Saturday, March 03, 2012

Hidden Markov model applied to FX prediction

I read with interest an older paper "Can Markov Switching Models Predict Excess Foreign Exchange Returns?" by Dueker and Neely of the Federal Reserve Bank of St. Louis. I have a fondness for hidden Markov models because of its great success in speech recognition applications, but I confess that I have never been able to create a HMM model that outperforms simple technical indicators. I blame that both on my own lack of creativity as well as the fact that HMM tend to have too many parameters that need to be fitted to historical data, which makes it vulnerable to data snooping bias. Hence I approached this paper with the great hope that experts can teach me how to apply HMM properly to finance.

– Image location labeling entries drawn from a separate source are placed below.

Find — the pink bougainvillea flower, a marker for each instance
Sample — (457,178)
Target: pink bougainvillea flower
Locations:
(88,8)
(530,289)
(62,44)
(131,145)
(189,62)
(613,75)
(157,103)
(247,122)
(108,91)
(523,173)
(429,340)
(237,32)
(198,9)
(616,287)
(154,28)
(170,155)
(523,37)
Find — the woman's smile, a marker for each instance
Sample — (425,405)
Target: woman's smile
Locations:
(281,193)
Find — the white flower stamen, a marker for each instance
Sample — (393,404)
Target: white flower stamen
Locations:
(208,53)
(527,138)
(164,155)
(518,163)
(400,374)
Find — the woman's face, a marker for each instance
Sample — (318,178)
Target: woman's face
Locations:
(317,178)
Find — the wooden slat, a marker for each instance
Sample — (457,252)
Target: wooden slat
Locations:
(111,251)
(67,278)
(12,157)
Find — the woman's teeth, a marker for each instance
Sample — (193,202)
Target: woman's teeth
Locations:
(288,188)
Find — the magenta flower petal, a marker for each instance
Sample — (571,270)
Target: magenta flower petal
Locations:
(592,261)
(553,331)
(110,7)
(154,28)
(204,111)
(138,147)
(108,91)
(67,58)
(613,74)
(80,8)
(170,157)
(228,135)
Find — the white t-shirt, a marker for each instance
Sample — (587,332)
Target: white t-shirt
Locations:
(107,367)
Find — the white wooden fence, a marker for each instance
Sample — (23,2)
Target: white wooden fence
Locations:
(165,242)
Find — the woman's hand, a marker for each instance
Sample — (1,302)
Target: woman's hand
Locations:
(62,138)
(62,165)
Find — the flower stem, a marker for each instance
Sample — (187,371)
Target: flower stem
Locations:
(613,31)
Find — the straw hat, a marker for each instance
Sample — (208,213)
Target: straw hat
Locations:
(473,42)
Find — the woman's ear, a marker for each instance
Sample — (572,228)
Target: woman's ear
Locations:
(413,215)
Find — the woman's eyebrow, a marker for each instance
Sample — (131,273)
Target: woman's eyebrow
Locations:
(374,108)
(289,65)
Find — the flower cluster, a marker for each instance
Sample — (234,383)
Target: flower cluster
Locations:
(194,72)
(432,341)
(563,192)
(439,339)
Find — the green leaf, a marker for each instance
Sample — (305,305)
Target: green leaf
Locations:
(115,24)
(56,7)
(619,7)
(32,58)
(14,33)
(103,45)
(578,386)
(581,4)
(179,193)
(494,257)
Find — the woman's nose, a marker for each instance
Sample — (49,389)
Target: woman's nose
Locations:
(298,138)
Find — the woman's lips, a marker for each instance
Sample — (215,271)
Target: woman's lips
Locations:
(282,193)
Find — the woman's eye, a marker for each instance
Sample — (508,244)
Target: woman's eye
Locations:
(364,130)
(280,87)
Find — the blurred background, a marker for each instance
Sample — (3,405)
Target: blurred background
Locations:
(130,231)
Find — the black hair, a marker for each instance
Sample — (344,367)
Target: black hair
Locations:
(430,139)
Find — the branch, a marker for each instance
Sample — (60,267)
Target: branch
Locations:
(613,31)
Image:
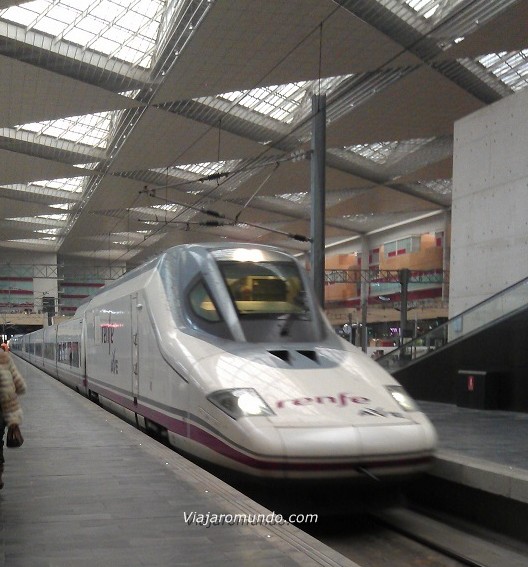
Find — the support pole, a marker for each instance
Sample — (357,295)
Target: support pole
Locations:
(317,171)
(365,280)
(404,276)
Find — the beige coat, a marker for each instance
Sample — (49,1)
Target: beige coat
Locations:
(11,386)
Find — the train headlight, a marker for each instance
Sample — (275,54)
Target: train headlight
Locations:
(240,402)
(402,397)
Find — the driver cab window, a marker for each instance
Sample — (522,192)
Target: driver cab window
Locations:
(202,304)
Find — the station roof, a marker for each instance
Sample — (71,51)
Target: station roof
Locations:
(128,126)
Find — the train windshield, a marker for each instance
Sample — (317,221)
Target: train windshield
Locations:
(270,299)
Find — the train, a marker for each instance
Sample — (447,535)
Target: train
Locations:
(224,350)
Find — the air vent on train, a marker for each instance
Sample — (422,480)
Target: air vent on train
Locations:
(309,354)
(282,354)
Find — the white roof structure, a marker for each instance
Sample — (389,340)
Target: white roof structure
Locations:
(128,126)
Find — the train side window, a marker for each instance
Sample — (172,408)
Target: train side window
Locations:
(202,304)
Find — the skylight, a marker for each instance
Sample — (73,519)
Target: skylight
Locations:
(121,29)
(282,103)
(70,184)
(509,67)
(89,129)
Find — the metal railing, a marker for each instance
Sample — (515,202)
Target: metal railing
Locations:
(491,310)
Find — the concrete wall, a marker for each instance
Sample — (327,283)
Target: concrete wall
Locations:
(489,243)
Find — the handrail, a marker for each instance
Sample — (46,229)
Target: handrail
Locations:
(492,309)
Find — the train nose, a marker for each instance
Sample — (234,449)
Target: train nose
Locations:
(374,451)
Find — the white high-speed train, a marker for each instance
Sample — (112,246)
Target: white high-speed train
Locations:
(224,350)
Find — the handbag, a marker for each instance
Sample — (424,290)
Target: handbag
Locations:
(14,436)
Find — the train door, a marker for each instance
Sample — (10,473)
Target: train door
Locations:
(134,329)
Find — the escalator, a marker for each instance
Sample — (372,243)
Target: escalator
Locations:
(476,359)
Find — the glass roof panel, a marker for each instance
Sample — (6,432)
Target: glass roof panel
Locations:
(90,129)
(70,184)
(509,67)
(108,26)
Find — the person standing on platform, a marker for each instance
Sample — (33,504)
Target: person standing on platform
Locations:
(12,385)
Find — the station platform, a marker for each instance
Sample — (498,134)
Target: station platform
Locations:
(86,490)
(481,449)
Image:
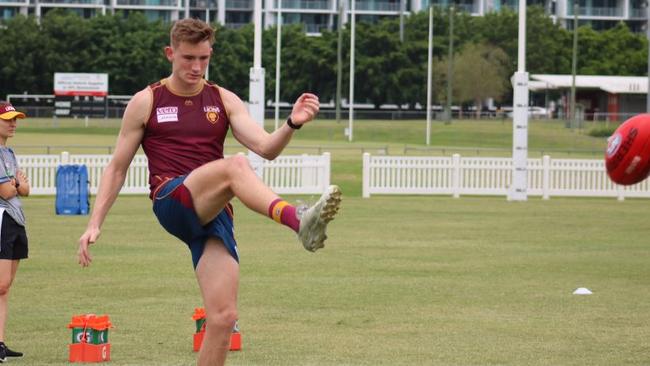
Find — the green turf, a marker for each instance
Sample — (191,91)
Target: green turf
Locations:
(402,281)
(467,137)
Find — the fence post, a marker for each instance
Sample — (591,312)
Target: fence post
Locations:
(621,192)
(65,158)
(366,175)
(546,176)
(327,158)
(455,162)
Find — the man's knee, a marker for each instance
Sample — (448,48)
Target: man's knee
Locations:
(222,319)
(239,162)
(4,288)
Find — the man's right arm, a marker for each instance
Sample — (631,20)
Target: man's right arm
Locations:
(128,142)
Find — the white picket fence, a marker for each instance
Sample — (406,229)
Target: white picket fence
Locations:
(291,174)
(457,176)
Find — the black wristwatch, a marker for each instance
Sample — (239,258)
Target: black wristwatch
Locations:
(292,125)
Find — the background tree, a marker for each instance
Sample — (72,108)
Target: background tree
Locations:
(481,72)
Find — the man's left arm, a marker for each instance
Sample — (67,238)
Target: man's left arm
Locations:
(254,137)
(22,183)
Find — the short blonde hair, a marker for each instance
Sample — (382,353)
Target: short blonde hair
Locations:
(192,31)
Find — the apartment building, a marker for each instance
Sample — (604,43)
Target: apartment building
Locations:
(316,15)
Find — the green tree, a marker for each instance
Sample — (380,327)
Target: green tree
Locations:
(23,66)
(480,72)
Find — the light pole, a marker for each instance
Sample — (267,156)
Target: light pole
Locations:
(450,64)
(429,72)
(351,98)
(278,62)
(574,65)
(402,5)
(339,63)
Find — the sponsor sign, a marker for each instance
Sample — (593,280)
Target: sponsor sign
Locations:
(82,84)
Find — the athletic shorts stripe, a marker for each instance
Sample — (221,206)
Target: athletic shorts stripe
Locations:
(13,239)
(172,205)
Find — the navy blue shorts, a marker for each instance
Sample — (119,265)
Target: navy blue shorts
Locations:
(172,205)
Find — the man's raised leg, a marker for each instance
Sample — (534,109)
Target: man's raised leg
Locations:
(214,184)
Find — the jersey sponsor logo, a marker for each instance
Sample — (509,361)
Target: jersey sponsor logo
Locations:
(167,114)
(212,113)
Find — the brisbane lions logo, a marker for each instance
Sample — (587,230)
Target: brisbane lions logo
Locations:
(212,113)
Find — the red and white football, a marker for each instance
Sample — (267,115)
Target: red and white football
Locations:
(628,151)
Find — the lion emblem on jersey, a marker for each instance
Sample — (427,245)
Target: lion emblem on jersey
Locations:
(212,113)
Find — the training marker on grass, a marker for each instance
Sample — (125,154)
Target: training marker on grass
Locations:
(582,291)
(199,318)
(90,338)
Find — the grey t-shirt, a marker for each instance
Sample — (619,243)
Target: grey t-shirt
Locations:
(8,169)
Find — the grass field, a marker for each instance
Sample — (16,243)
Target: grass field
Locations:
(467,137)
(402,281)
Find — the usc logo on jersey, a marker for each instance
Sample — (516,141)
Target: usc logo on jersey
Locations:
(212,113)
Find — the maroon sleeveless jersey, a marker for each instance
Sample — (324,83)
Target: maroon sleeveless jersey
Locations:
(183,132)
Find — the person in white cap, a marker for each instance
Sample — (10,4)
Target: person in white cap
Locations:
(13,238)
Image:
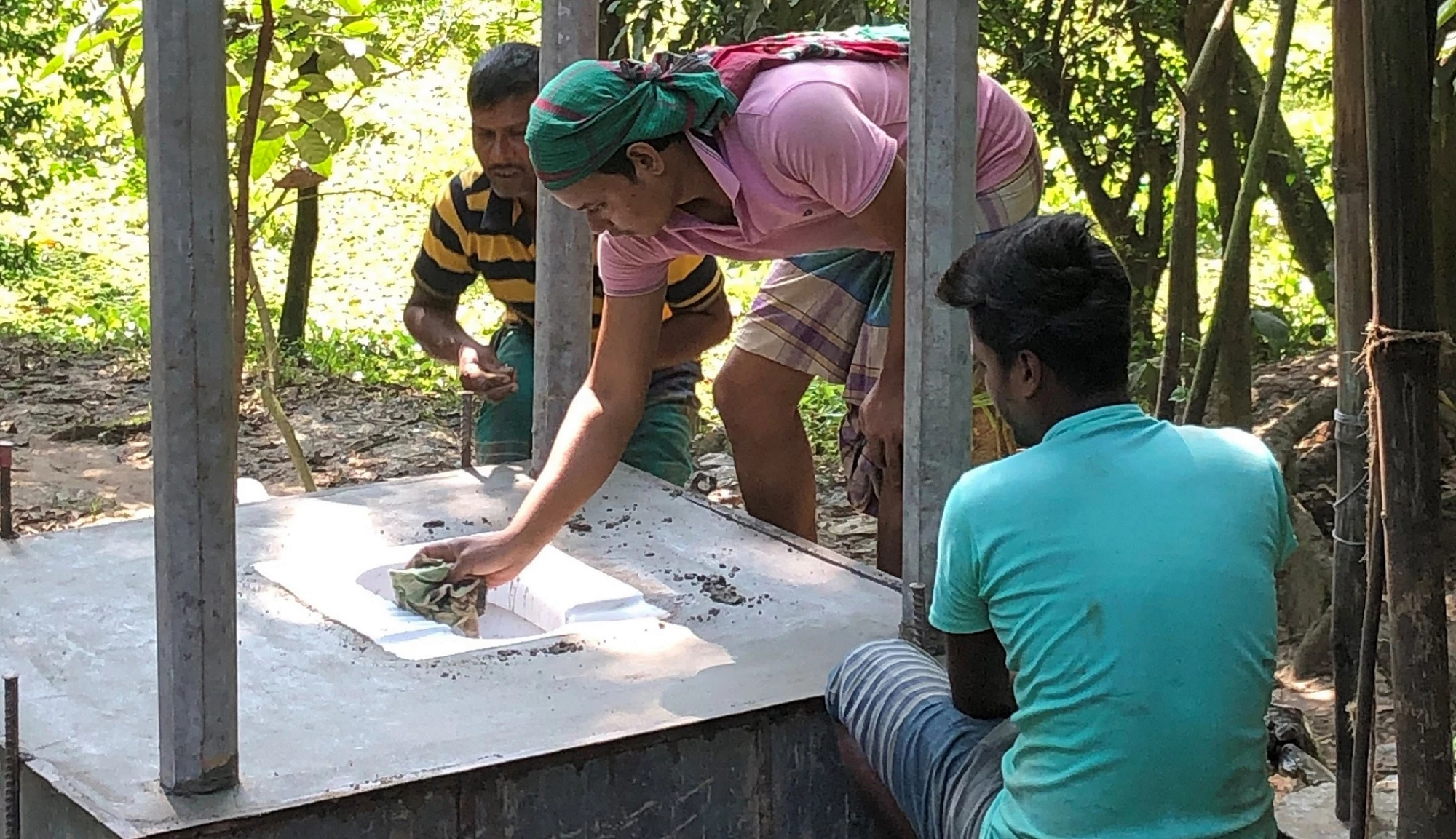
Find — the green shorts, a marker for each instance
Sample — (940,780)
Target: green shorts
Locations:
(662,443)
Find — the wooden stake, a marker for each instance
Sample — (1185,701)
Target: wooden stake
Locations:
(1404,357)
(1352,442)
(1362,763)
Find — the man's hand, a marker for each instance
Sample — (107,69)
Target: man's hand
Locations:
(494,557)
(481,372)
(883,420)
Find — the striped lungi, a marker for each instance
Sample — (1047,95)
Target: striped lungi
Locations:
(943,766)
(828,315)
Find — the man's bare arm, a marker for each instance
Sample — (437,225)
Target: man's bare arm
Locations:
(432,319)
(599,421)
(981,682)
(688,334)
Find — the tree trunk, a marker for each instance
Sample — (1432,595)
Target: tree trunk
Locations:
(1352,317)
(1444,194)
(1231,314)
(1145,271)
(1288,178)
(1404,354)
(301,270)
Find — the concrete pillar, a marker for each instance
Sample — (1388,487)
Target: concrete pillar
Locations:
(194,418)
(563,251)
(941,203)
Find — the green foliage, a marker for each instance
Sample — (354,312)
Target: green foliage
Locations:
(40,296)
(40,143)
(823,410)
(325,53)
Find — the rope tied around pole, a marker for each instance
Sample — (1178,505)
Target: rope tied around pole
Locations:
(1382,337)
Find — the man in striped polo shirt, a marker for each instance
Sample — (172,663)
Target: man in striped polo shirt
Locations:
(484,228)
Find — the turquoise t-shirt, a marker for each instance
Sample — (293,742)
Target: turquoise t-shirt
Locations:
(1128,567)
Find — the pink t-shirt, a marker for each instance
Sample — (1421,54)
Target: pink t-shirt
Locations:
(807,151)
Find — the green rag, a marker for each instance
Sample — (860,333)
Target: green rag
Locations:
(423,589)
(593,108)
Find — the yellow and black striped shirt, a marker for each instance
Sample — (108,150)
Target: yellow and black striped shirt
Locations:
(477,234)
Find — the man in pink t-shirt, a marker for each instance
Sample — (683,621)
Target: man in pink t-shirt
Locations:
(802,164)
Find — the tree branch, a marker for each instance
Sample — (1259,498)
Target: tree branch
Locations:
(1237,253)
(242,235)
(1183,248)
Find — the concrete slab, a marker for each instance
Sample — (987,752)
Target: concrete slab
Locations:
(328,715)
(1311,813)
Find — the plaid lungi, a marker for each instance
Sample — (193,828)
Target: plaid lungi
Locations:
(828,315)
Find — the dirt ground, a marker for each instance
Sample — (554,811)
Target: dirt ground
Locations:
(82,426)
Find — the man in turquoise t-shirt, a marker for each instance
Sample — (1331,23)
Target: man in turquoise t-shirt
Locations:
(1107,595)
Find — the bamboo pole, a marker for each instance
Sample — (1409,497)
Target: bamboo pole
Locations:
(1352,318)
(1404,351)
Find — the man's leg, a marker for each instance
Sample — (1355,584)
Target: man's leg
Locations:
(503,430)
(759,402)
(882,800)
(663,442)
(940,766)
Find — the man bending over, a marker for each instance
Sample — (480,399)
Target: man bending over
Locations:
(1107,593)
(484,226)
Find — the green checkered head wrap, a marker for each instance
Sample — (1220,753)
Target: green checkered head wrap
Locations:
(593,108)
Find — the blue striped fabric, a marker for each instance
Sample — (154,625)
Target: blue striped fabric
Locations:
(943,766)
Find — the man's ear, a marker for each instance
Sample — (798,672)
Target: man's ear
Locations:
(646,159)
(1030,373)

The objective of the model is simple: to predict the excess return of an exchange rate over an 8-day period. (Excess return in this context is measured by the % change in the exchange rate minus the interest rate differential  between the base and quote currencies of the currency pair.) If the expected excess return is higher than a threshold (called "filter" in the paper), then go long. If it is lower than another threshold, go short. Even though the prediction is on a 8-day return, the trading decision is made daily.

The excess return is assumed to have a 3-parameter student-t distribution. The 3 parameters are the mean, the degree of freedom, and the scale. The scale parameter (which controls the variance) can switch between a high and low value based on a Markov model. The degree of freedom (which controls the kurtosis, a.k.a. "thickness of the tails") can also switch between 2 values based on another Markov model. The mean is linearly dependent on the values assumed by the degree of freedom and the scale as well as another Markov variable that switches between 2 values. Hence the mean can assume 8 distinct values. The 3 Markov models are independent. The student-t distribution is more appropriate for the modelling financial returns than normal distribution because of the allowance for heavy tails. The authors also believe that this model captures the switch between periods of high and low volatility, with the consequent change of preference (=different mean returns) for "safe" versus "risky" currencies, a phenomenon well-demonstrated in the period between August 2011 to January 2012.

The parameters of the Markov models and the student-t distributions are estimated in the in-sample period (1974-1981) for each currency pair in order to minimize the cumulative deviation of the excess returns from zero. There are a total of 14 parameters to be so estimated. After these estimations, we have to also estimate the 2 trading thresholds by maximizing the in-sample return of the trading strategy, assuming a transaction costs of 10 basis point per trade.

With this large number (16 in total) of parameters, I dread to see the out-of-sample (1982-2005) results. Amazing, these are far better than I expected: the annualized returns range from 1.1% to 7.5% for 4 major currency pairs. The Sharpe ratios are not as impressive: they range from 0.11 to 0.71. Of course, when  researchers report out-of-sample results, one should take that with a grain of salt. If the out-of-sample results weren't good, they wouldn't be reporting them, and they would have kept changing the underlying model until good "out-of-sample" results are obtained! So it is really up to us to implement this model, apply it to data after 2005 and to more currency pairs, to find out if there is really something here. In fact, this is the reason why I prefer to read older papers - to allow for the possibility of true out-of-sample tests immediately.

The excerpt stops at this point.